Montag, 24. März 2014

Die Frau des Polizisten (The Police Officer's Wife)


"Die Frau des Polizisten (The Police Officer's Wife)", a 3-hour domestic drama set in rural Germany, is quite the strange beast. Divided into 59 chapters, each bracketed by two separate title cards announcing its start AND end (not even kidding), it's, contradictorily, both formal minimalism / overkill. The merit of this approach will possibly forever be dabated. To some the endless opening and closing of scenes will no doubt come across as insufferably pretentious, not to mention repetitive, but the intention to suffocate by employing a purposefully punishing framing device can equally be argued.
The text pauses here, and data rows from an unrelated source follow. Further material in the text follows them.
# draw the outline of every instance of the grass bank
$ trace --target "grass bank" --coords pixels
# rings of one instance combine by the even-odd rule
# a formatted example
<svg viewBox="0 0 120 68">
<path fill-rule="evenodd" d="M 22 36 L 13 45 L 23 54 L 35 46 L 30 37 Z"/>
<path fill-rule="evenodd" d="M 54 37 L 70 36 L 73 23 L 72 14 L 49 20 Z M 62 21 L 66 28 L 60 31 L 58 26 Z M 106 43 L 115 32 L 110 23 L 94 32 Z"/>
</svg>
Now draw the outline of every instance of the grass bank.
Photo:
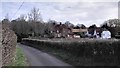
<svg viewBox="0 0 120 68">
<path fill-rule="evenodd" d="M 26 57 L 20 48 L 16 48 L 15 60 L 10 66 L 28 66 Z"/>
</svg>

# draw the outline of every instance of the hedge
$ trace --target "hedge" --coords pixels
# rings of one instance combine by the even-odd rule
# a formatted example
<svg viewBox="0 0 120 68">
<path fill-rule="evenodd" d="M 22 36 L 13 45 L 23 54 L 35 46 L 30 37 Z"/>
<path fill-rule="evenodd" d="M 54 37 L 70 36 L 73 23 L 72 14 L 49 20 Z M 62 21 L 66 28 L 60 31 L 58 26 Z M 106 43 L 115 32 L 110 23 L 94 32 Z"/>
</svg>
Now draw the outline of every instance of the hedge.
<svg viewBox="0 0 120 68">
<path fill-rule="evenodd" d="M 52 47 L 65 50 L 76 56 L 93 58 L 95 61 L 117 60 L 120 63 L 120 40 L 78 39 L 78 40 L 38 40 L 23 39 L 22 43 L 32 47 Z"/>
</svg>

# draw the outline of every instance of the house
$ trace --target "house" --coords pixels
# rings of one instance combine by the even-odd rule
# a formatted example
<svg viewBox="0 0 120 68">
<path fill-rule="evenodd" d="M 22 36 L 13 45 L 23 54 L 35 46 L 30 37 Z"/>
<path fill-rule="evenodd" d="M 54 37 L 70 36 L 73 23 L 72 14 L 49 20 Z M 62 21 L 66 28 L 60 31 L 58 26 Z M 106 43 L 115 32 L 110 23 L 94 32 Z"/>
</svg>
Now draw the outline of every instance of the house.
<svg viewBox="0 0 120 68">
<path fill-rule="evenodd" d="M 97 27 L 95 24 L 88 27 L 87 28 L 88 31 L 86 33 L 86 37 L 89 38 L 99 38 L 101 37 L 101 33 L 102 33 L 102 28 L 101 27 Z"/>
<path fill-rule="evenodd" d="M 89 38 L 99 38 L 101 37 L 101 33 L 102 33 L 102 28 L 100 27 L 88 28 L 86 36 Z"/>
<path fill-rule="evenodd" d="M 71 28 L 65 24 L 54 24 L 53 30 L 51 31 L 55 38 L 66 38 L 72 36 Z"/>
<path fill-rule="evenodd" d="M 72 29 L 72 33 L 74 34 L 74 38 L 80 38 L 80 37 L 85 37 L 85 33 L 87 32 L 87 29 L 77 29 L 77 28 L 73 28 Z"/>
<path fill-rule="evenodd" d="M 54 38 L 100 38 L 102 31 L 103 29 L 101 27 L 97 27 L 96 25 L 92 25 L 88 28 L 71 28 L 60 22 L 59 24 L 53 23 L 50 33 L 54 36 Z"/>
</svg>

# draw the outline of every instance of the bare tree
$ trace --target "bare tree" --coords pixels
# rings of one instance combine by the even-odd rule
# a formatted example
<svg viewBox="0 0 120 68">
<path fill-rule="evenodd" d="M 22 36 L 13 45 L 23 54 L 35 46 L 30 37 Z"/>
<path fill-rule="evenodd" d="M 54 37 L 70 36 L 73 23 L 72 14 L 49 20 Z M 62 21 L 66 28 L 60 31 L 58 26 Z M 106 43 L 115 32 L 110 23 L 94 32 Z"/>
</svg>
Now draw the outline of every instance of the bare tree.
<svg viewBox="0 0 120 68">
<path fill-rule="evenodd" d="M 65 22 L 65 25 L 67 25 L 67 26 L 70 27 L 70 28 L 73 28 L 73 27 L 74 27 L 74 25 L 73 25 L 72 23 L 70 23 L 70 21 L 66 21 L 66 22 Z"/>
<path fill-rule="evenodd" d="M 77 24 L 78 27 L 80 27 L 81 29 L 86 29 L 86 26 L 84 24 Z"/>
<path fill-rule="evenodd" d="M 32 30 L 34 31 L 33 32 L 34 36 L 38 35 L 38 34 L 41 34 L 40 30 L 42 30 L 42 29 L 39 28 L 40 26 L 38 24 L 38 23 L 42 23 L 43 22 L 41 14 L 40 14 L 40 10 L 38 8 L 34 7 L 31 10 L 31 12 L 28 13 L 28 18 L 29 18 L 29 22 L 33 23 L 33 25 L 32 25 L 33 29 Z M 42 28 L 42 26 L 41 26 L 41 28 Z"/>
<path fill-rule="evenodd" d="M 42 22 L 42 17 L 41 17 L 41 14 L 40 14 L 40 10 L 38 8 L 33 8 L 31 10 L 30 13 L 28 13 L 28 18 L 29 18 L 29 21 L 33 21 L 33 22 Z"/>
</svg>

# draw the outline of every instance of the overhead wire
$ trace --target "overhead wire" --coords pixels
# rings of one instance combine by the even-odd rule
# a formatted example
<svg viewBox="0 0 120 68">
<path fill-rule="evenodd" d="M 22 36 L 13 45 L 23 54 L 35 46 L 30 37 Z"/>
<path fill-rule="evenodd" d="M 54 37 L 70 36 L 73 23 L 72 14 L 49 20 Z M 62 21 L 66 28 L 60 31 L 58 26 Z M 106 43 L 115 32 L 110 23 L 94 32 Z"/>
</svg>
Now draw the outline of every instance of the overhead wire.
<svg viewBox="0 0 120 68">
<path fill-rule="evenodd" d="M 19 8 L 17 9 L 17 11 L 15 12 L 15 14 L 12 17 L 15 17 L 15 15 L 18 13 L 18 11 L 21 9 L 21 7 L 23 6 L 24 2 L 22 2 L 22 4 L 19 6 Z"/>
</svg>

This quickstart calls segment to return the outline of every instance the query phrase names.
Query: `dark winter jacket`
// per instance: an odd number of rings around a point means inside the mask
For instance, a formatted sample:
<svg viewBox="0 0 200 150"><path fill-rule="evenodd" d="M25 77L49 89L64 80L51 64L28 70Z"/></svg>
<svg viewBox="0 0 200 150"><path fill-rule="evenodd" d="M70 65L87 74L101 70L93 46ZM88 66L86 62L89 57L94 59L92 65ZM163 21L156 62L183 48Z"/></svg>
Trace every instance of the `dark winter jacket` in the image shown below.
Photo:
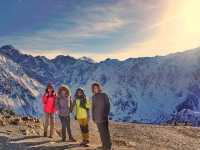
<svg viewBox="0 0 200 150"><path fill-rule="evenodd" d="M108 121L110 113L110 100L105 93L92 96L92 118L96 123Z"/></svg>

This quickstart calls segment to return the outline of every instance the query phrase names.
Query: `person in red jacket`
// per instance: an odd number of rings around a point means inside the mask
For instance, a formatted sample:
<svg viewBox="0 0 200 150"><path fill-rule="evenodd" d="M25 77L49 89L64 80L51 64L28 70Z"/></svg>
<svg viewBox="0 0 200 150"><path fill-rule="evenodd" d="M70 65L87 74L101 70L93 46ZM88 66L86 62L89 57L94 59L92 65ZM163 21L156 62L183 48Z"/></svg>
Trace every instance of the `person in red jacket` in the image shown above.
<svg viewBox="0 0 200 150"><path fill-rule="evenodd" d="M54 131L54 113L56 112L56 93L52 84L48 84L45 93L42 97L44 107L44 137L47 137L47 130L50 123L50 138L53 136Z"/></svg>

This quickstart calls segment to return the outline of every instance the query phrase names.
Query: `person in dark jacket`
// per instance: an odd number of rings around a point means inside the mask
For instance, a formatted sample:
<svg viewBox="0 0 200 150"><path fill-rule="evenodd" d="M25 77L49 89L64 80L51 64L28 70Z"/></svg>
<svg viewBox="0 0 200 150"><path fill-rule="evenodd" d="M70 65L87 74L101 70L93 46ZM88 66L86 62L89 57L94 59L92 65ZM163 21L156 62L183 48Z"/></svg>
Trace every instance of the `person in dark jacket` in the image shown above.
<svg viewBox="0 0 200 150"><path fill-rule="evenodd" d="M108 115L110 113L110 101L106 93L102 92L99 83L93 83L92 89L92 118L96 123L103 150L111 150L112 143L109 132Z"/></svg>

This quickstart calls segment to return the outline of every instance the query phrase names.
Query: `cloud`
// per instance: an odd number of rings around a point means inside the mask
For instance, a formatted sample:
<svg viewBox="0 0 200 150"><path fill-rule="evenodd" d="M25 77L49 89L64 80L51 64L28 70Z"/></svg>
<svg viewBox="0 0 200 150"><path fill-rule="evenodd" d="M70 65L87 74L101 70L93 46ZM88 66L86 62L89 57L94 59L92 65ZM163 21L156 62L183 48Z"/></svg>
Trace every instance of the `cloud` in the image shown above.
<svg viewBox="0 0 200 150"><path fill-rule="evenodd" d="M75 29L78 32L77 37L98 37L116 31L126 24L125 20L117 17L110 18L107 21L96 21L85 23L85 26ZM72 35L73 37L73 35Z"/></svg>
<svg viewBox="0 0 200 150"><path fill-rule="evenodd" d="M116 0L77 5L70 15L66 8L62 18L52 18L55 20L47 28L0 37L0 43L9 42L24 52L48 57L65 53L97 60L140 56L141 51L143 55L146 49L157 46L160 36L155 35L171 22L171 18L163 19L169 1Z"/></svg>
<svg viewBox="0 0 200 150"><path fill-rule="evenodd" d="M162 17L147 29L154 34L119 49L113 57L126 59L167 55L199 47L199 5L199 0L169 0Z"/></svg>
<svg viewBox="0 0 200 150"><path fill-rule="evenodd" d="M74 10L72 16L65 15L55 19L47 28L29 33L17 33L0 37L1 43L13 43L23 49L60 49L66 47L81 47L84 40L107 38L107 35L120 30L127 20L116 12L115 4L94 5L92 7ZM81 15L80 15L81 14ZM69 22L72 24L68 27Z"/></svg>

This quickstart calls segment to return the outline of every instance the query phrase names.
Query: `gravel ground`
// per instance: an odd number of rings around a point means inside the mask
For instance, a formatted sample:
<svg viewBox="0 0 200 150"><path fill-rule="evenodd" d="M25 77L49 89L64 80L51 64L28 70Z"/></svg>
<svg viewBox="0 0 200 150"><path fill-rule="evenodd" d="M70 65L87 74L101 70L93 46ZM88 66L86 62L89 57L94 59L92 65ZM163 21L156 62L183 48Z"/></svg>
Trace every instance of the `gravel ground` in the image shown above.
<svg viewBox="0 0 200 150"><path fill-rule="evenodd" d="M12 118L12 119L11 119ZM72 132L78 142L61 142L60 125L56 124L53 139L42 137L41 121L18 121L11 117L0 125L0 150L95 150L100 146L96 126L90 122L88 148L79 146L81 135L76 121L72 121ZM13 121L15 120L15 121ZM21 120L21 119L19 119ZM114 150L200 150L200 128L189 126L144 125L111 123Z"/></svg>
Substance-wise, the film is not any less experimental. The theme of marital violence is addressed in an unusually elusive way, embedded within a torrent of seemingly unrelated sidenotes or impressions, like those chapters with only seconds of footage showing random wildlife activity or the protagonists singing into the camera. Add to that a deliberate scrambling of chronology, which gives the already bewildering material even more of a dream-like quality, and it's very likely the viewer won't get any closer to understanding the dynamics of this family of three or the motivations behind the abuse when the tragedy is done.

For all its daring and striking oddness, I don't think writer/director Philip Gröning is quite yet the master of chaos à la Tsai Ming Liang, evidenced by the lack of a gravitational pull, a logic-defying suction from the combined senselessness. Besides the consistently impressive cinematography, which in some cases affords the film an eerie fantasticism and a Lars von Trier / Terrence Malick virtuosity (ex. the bathing scene), the elements don't always come together to really stick or even to intrigue. And so it's probably recommendable only to die-hard cineasts who like their movies all obscure and compulsively different, with no music nor high dialogue concentration, of course.